On peut vraiment se permettre de faire la fine bouche, là, de traiter les gens par le mépris et de chouiner ensuite qu’ils ne sont pas assez combatifs ? (...)
Le dessous des cartes
Finalement, que raconte ce mouvement, que nous réclament ces Homos automobilis, si ce n’est que la simple prise en compte de la réalité quotidienne des invisibles de la République, des surnuméraires de l’économie globale, laquelle se veut urbaine, connectée, éduquée et bénéficiaire du meilleur de la mondialisation ?
Le prix du carburant, c’est juste la goutte d’eau qui fait déborder le vase des laissés pour compte, des perdants de la fin de l’égalité territoriale qui a si longtemps été le ciment de notre modèle républicain : de chacun selon ses moyens, à chacun selon ses besoins.
Dans mon coin de cambrousse, c’est gilet jaune derrière pratiquement tous les parebrises : les Merco hors d’âge qui ronronnent malgré leurs 500 000 kilomètres au compteur, les 205 brinquebalantes, les BMW rutilantes, les innombrables monospaces des taxi-mamans, les compactes blanches quasi urbaines des commerciaux, dépanneurs, bagnoles de services, les Dacia réputées increvables, les nouveaux pickups bravaches, les pots de yaourts et autres pousse-mémé.
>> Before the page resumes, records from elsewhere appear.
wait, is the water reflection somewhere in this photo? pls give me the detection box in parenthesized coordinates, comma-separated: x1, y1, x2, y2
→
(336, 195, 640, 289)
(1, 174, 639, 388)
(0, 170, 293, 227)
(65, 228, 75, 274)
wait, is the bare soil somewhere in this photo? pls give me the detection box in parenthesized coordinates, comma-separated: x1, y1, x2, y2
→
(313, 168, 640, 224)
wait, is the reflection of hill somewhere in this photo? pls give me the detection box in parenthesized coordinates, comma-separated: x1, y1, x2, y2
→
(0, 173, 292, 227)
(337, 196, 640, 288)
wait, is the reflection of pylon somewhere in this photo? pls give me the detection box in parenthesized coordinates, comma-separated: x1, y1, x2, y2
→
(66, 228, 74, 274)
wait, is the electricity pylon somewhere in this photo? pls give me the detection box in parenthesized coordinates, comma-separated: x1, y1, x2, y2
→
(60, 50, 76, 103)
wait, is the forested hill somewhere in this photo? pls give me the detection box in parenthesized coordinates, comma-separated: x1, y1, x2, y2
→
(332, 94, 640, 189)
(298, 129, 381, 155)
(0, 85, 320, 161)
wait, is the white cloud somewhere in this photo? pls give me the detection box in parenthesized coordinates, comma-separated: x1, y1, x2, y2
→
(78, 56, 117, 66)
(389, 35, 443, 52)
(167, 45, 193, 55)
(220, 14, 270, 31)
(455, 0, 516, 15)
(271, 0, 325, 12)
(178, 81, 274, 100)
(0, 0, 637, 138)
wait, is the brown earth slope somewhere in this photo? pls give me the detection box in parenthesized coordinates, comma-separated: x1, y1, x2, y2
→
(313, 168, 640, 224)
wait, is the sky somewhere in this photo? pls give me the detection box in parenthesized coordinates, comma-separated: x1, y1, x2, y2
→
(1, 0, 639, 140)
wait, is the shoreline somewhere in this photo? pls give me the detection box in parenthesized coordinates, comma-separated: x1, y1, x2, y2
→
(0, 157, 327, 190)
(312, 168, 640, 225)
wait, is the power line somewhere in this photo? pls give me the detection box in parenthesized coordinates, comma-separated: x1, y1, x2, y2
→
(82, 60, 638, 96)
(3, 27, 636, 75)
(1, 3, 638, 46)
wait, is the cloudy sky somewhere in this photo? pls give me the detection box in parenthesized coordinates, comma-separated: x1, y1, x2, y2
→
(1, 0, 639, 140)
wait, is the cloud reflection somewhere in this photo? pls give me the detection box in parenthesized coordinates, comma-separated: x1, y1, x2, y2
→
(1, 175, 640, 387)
Parce que la bagnole n’est pas un culte, pas une frime, pas un affichage, mais c’est la dernière chose qui nous relie encore au monde qui a reflué et se concentre de plus en plus au cœur des villes. (...)
D’ailleurs, j’ai bien remarqué, vendredi dernier, quand j’allais à la rencontre de ma fille (oui, celle qui doit aller au lycée dans un autre département !) que plus j’approchais d’une zone urbaine et plus les gilets jaunes se faisaient rares.
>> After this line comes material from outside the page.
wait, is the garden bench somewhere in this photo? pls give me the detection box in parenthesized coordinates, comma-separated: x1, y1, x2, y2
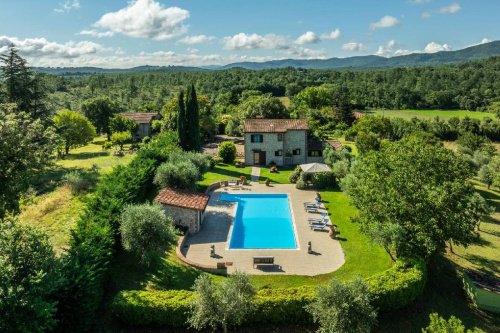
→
(253, 256, 275, 268)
Je sais qu’il y a deux France qui ne se calculent même plus, qui ne peuvent même plus se sentir (...)
Au final, à quoi ça sert de distribuer de bons ou de mauvais points entre les causes qui mériteraient d’être défendues et les colères qui seraient mal orientées ? À quoi ça sert de renvoyer dos à dos le bouseux enchainé à sa bagnole et son isolement grandissant et l’urbain qui doit pomper comme un Shadock sous amphé pour servir son SMIC mensuel de loyer au proprio ? À quel moment la relégation dans les limbes ou l’entassement dans les citées mortifères ont été des choix raisonnables et consentis par chacun d’entre nous ?
D’un côté comme l’autre, il y a de plus en plus de colère, de plus en plus de rejet d’une politique toujours plus élitiste et excluante, faite par et pour les 10 % les plus privilégiés contre tous les autres. Qu’importe si l’allumette qui se rapproche de la mèche n’est pas craquée dans les bonnes conditions, de la bonne manière ou pour les bonnes raisons.
Il n’y a plus qu’un peuple qui en a marre, qui est en colère et qu’on doit — moins que jamais — laisser seul aux mains des forces politiques qui font leur terreau de la haine des autres.